Monday, August 27, 2012

Wine turns to vinegar



The wine quickly turns to vinegar in this story, as Irene Nemirovsky fashions a novel around her early life in Kiev, Petersburg, a remote region in Finland and ultimately Paris.  As a set of memoirs it is interesting to read, as Nemirovsky provides her fans with a number of salient details, but as a novel it is rather banal, told in third person although we see the story exclusively through the eyes of the protagonist, Helene Karol, from age 11 to 21.

Obviously, Irene hated her mother.  She paints her in the most harsh terms, while doting over her father who manages to rise from a bookkeeper in Kiev to a rich investment banker in Petersburg thanks to a gold deal he struck in Siberia after he was fired, due to his wife flaunting herself in public.  As his business deals keep him largely away from home, a still young mother takes on a younger lover, much to her daughter's chagrin, planting the seeds of hatred that would ultimately fuel Helene's "revenge."

But, this is less a revenge novel than it is a set of memoirs which offer some tasty vignettes of young Irene anxious to break the bounds of the aristocratic lifestyle she finds herself in.  Seems her only friend is a French governess who schools her so well in French and its customs that she feels more French than Russian, more Catholic than Jewish.  The family summers in Paris are her only reprieve growing up, and she desperately longs to make her time there permanent.

Sadly, Nemirovsky doesn't have much of a sense of humor.  We see her as a petulant and angry child throughout the first half of the book, emerging into an uneasy womanhood in the second half where she learns the art of flirting in a village of Russian emigres in Finland, by toying with a young man named "Fred," who has a family of his own.  This inspires her to plot her revenge against her mother.

Meanwhile, dear old Dad is busy socking away money, shares, bonds and whatever else he can easily transport as the civil war in Russia threatens to change the old order.  One can understand her resentment against her mother, but there isn't much about her father to suggest he was a better alternative.  But, seeing so little of him, Irene projects on him a more positive image.  Ultimately, she finds herself alone, hence the title of the novel, forced to make decisions for herself that she doesn't want to make.

Nemirovsky fans should enjoy the novel, but those new to her may want to look somewhere else first.

Thursday, August 9, 2012

The Final Frontier




The Paper Soldier offers a very unique view of the "space race," in taking the point of view of a doctor responsible for the health and well being of the cosmonauts, Gagarin and Titov, in the weeks leading up to the historic launch.  This is no rose-tinted perspective, but rather how Chekhov or Pasternak might have imagined the space program, as all the action takes place in the distance, while the doctors deal with abject life in Baikonur, the remote cosmodrome in Kazakhstan.


It is a very well-crafted film, theatrical in its approach, with Aleksei German stripping away the heroic aspects of the epoch-making flight by treating Gagarin as a periphery figure.  German invents a doctor who struggles with the enormity of the situation, torn not only by the importance of the moment, but between a wife and a mistress.  One in Moscow, the other in Baikonur.  Here we see shades of Dr.

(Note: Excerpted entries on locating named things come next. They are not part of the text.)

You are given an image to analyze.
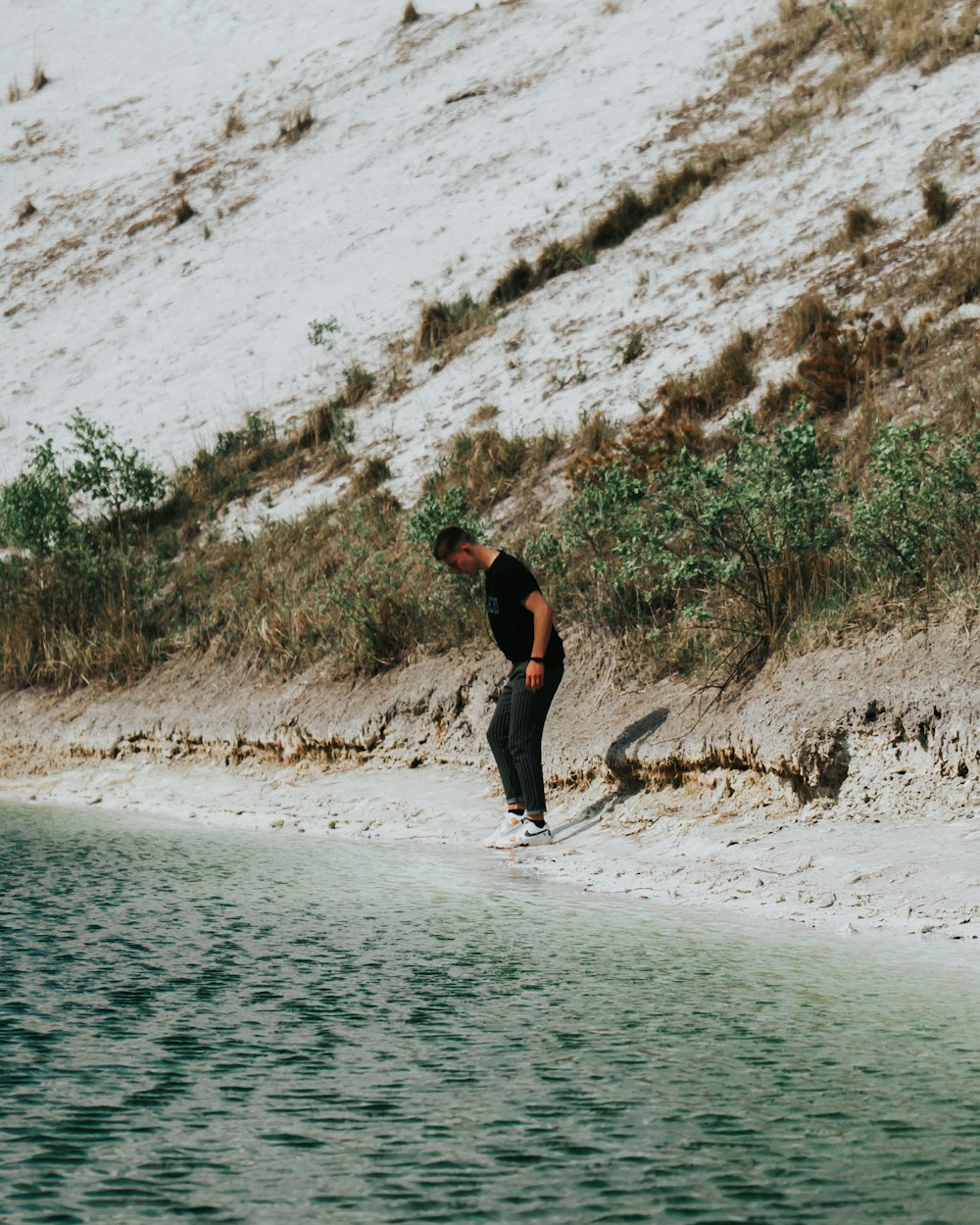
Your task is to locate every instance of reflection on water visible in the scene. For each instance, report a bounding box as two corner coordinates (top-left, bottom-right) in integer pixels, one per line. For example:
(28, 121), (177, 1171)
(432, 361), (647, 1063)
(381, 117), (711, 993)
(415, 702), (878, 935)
(0, 809), (980, 1225)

Zhivago, as Nina represents his cosmopolitan world view and Vera the more pragmatic woman.  Interestingly enough, Chulpan Khamatova plays the cosmopolitan wife in this film, where she had played Lara in the Russian mini-series of Zhivago.


What struck me was the bleakness and squalor of Baikonur.  It looks literally like the end of the line to the railroad with a camel framing in a shot of a test rocket shooting into space in the distance.  It makes you wonder how the Soviets ever got a rocket into space.  The film takes its title from a ballad originally sung by Bulat Okudzhava.

You can watch the film in parts in Russian on Youtube.